The Weekly Wrap: We don’t just need a smaller budget deficit—we need a smaller government

Commentary

The Peace Tower is pictured from the roof of the Centre Block in Ottawa, June 22, 2023. Sean Kilpatrick/The Canadian Press.

In The Weekly Wrap, Sean Speer, our editor-at-large, analyses for Hub subscribers the big stories shaping politics, policy, and the economy in the week that was.

The government’s growing deficit is just a symptom of a bigger problem

The Parliamentary Budget Office made news this week when it estimated that this year’s federal deficit has grown by nearly one-third. It follows recent comments from Prime Minister Mark Carney that the deficit is going to be larger than previous projections.

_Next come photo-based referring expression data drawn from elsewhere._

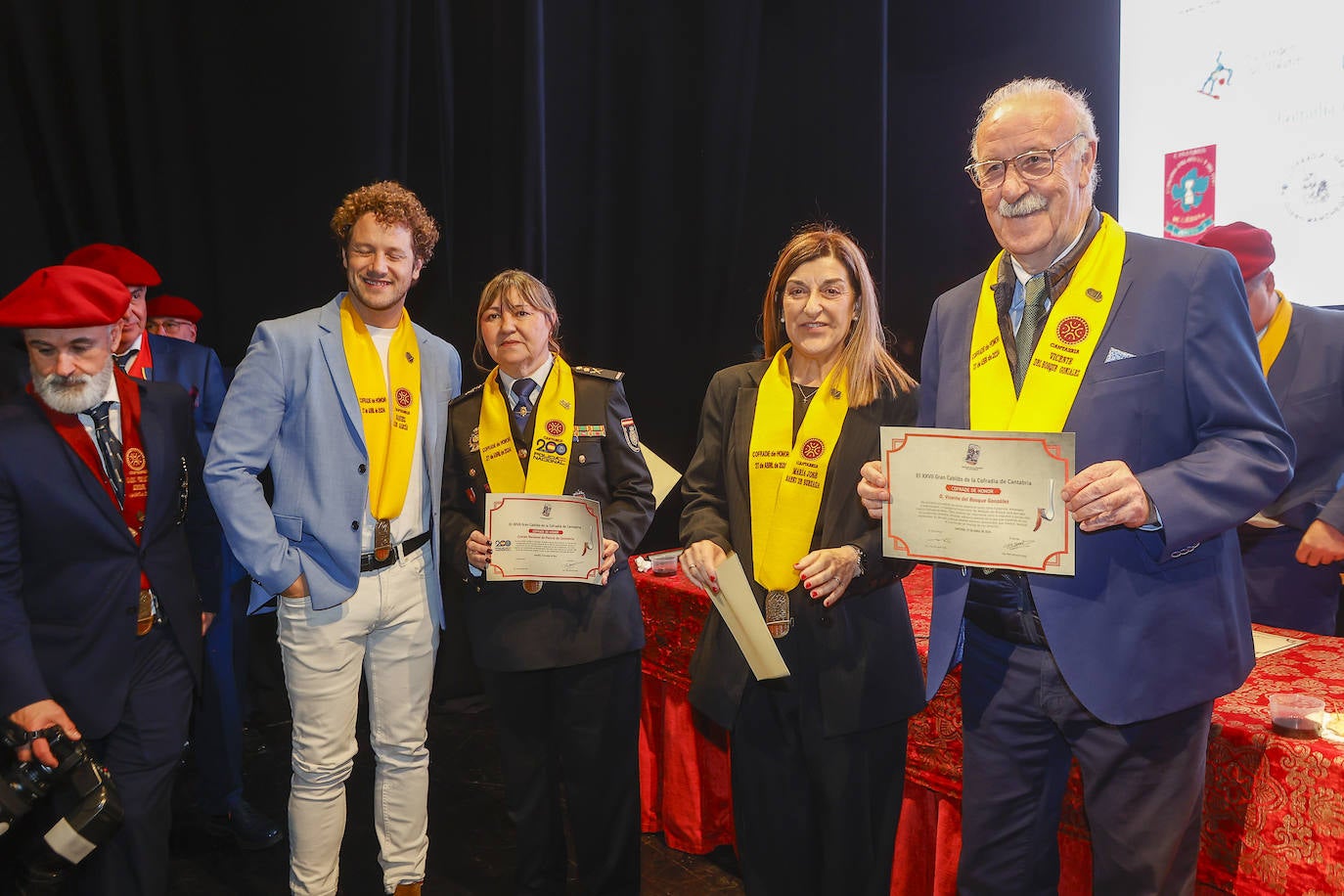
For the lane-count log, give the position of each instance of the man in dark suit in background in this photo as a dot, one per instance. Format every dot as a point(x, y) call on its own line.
point(157, 357)
point(216, 743)
point(1146, 355)
point(101, 618)
point(1293, 550)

The size and direction of the deficit has predictably generated political attention. That’s understandable. It’s clearly in tension with the prime minister’s pledge to balance the government’s vaguely defined “operating budget” within three years. It’s also a bad sign for debt-service payments.

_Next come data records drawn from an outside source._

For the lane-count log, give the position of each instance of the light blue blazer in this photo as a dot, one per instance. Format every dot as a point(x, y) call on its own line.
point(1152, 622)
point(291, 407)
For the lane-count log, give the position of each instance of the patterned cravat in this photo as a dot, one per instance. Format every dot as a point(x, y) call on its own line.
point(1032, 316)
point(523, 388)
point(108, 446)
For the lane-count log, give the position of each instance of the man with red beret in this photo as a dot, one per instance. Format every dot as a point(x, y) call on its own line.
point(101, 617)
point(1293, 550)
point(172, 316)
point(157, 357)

But there’s a risk here that the public finance debate becomes too narrow. We risk focusing too much on the budget deficit and too little on the size and scope of government itself.

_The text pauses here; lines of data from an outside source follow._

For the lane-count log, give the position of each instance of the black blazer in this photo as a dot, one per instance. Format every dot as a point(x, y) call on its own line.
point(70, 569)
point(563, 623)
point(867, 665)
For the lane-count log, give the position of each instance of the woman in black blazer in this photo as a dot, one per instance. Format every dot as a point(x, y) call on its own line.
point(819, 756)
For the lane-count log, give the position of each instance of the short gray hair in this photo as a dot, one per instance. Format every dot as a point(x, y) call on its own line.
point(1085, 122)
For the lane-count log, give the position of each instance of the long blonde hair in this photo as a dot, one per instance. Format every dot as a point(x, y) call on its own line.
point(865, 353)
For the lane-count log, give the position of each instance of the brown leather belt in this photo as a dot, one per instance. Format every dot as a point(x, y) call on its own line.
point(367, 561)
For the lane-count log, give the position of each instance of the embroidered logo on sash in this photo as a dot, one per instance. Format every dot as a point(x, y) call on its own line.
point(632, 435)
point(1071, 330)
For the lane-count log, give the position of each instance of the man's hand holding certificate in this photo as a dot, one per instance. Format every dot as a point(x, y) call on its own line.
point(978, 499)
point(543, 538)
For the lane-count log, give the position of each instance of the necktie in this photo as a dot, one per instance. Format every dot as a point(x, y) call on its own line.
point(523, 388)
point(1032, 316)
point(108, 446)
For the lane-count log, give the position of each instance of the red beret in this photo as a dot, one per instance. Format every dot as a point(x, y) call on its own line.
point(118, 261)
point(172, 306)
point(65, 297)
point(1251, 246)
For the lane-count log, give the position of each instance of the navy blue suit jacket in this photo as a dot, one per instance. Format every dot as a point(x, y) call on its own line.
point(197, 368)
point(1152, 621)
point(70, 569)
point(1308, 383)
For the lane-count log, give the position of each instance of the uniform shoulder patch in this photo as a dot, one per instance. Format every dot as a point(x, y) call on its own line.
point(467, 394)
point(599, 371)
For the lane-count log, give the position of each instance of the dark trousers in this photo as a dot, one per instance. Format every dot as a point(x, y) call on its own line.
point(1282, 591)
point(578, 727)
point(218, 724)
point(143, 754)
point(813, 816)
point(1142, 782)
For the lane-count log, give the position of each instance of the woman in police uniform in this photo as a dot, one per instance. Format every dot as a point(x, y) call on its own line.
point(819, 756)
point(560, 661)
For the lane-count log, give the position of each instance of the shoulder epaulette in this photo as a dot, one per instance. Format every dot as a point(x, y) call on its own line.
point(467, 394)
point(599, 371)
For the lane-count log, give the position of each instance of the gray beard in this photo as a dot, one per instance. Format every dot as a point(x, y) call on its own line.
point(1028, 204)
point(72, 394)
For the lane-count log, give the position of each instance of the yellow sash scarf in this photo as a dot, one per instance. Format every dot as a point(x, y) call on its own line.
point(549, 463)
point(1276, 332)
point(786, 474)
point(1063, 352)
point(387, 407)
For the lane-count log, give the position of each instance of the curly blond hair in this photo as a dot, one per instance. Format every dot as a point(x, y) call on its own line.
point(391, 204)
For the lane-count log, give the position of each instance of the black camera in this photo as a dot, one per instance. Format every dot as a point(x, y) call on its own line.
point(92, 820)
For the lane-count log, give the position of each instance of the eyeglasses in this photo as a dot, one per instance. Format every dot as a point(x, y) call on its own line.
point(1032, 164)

Deficits, after all, are a symptom of the problem rather than its root cause. They’re an expression of overspending. They reflect the growing gap between the government’s spending ambitions and its scarce resources.

The real problem is that we seemingly want big government on cheap—or as I’ve previously described, Justin Trudeau and now Mark Carney’s expansive spending preferences and Stephen Harper’s tax rates.

It’s increasingly clear that the Carney government intends to solve for this gap in the same way that the Trudeau government did: borrow more. That might work in the short term, but as the parliamentary budget officer rightly said this week, it’s not sustainable over the long term.

In light of this, there will be a powerful political incentive for the Conservatives to target the government’s growing deficit and higher borrowing. But their critique shouldn’t be limited to the direction and size of its deficit spending. The problem isn’t just that the government’s spending is unpaid for, it’s that a lot of it is unjustified in the first place.